Tuesday, October 11, 2011

High School Again

I feel like I'm back in high school. There is so much drama going on that it doesn't even feel real. First Ryan writes me on a day that's not P-day and apparently his Mission Pres has a rule that they can't write unless its P-day so that's awesome. He broke a rule. So i've been stressed out about that, and school(because I"m a freshman its hard being in college) and finally the straw that broke the camels back was that my so called best friend doesn't want anything to do with me anymore.
Awesome right? Its like the drama I never had in high school. Yeah that's right I never had drama in high school. I tried to keep myself out of it because I knew from my sisters experience that having drama in high school is hell. So I've tried my best to keep out of it. I don't want it and I don't try to create it. It comes to me. My so called best friend texted me yesterday saying that "You're dragging me down" "And until you learn to be happy and listen to me I need a break." Say what? I always thought that our friendship was one that if we had a problem we could talk it out. Apparently not. But I was talking to my other friend and she was saying that it's all this one girls fault. That this one girl has always had a problem with me and that I'm always depressed and I'm super self centered and its all about ME ME ME!
On this blog I can make it all about me, why? Because its my blog and I can talk about whatever I want. But anyways I always thought that our friendship was one that we could talk about it and I just feel like crap sometimes because she was listening to someone else to get advice from and an opinion of me.
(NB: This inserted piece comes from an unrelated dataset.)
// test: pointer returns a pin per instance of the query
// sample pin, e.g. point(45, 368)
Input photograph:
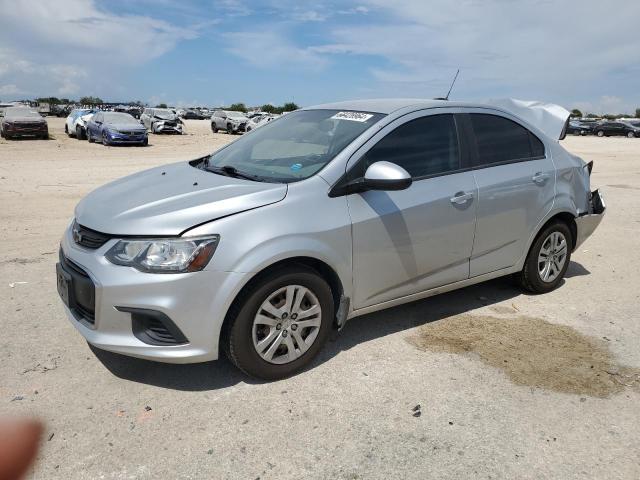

I just want to tell my readers out there that IF YOU HAVE A PROBLEM WITH ME TELL IT TO MY FACE! I DON'T WANT A FREAKING TEXT MESSAGE SAYING YOU "WANT A BREAK FROM OUR FRIENDSHIP!" WE'RE NOT A COUPLE STOP ACTING AS THIS IS A RELATIONSHIP! Sorry I just had to get that off my chest.

Carolin out!

Ps. I'm SO happy and I feel like a weight I didn't even know was there has been lifted off of my shoulders.